What is the difference between cache and persist in Spark?
March 26, 2021Different ways to insert data into Hive table
March 31, 2021When you search or lookup a document, Elasticsearch by default returns or shows you all the fields in the document.
$ curl -X GET "localhost:9200/account/_doc/954?pretty" { "_index" : "account", "_type" : "_doc", "_id" : "954", "_version" : 1, "_seq_no" : 790, "_primary_term" : 1, "found" : true, "_source" : { "account_number" : 954, "balance" : 49404, "firstname" : "Jenna", "lastname" : "Martin", "age" : 22, "gender" : "M", "address" : "688 Hart Street", "employer" : "Zinca", "email" : "jennamartin@zinca.com", "city" : "Oasis", "state" : "MD" } }
But what if you want to display or fetch just a few fields from the document.
Solution
It is quite simple to fetch just the required fields by specifying the fields in the _source attribute when doing the search. Here is an example.

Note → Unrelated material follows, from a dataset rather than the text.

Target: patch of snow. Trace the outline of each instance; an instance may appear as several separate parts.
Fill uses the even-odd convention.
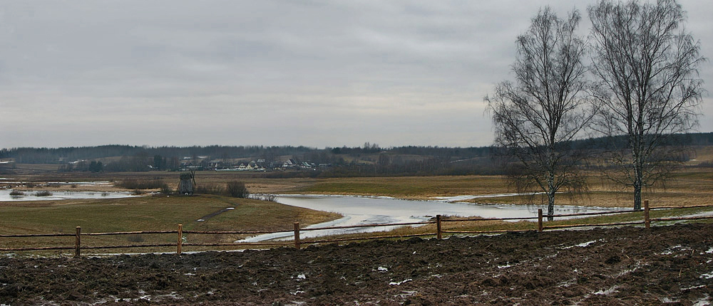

curl -X GET "localhost:9200/account/_search?pretty" -H 'Content-Type: application/json' -d' { "_source": ["firstname", "lastname", "age"], "query" : { "term" : { "age" : "22" } } } '
Here is a sample output for the above search query. Here we are fetching only 3 fields from the document – firstname, lastname and age and we are fetching only documents with age 22.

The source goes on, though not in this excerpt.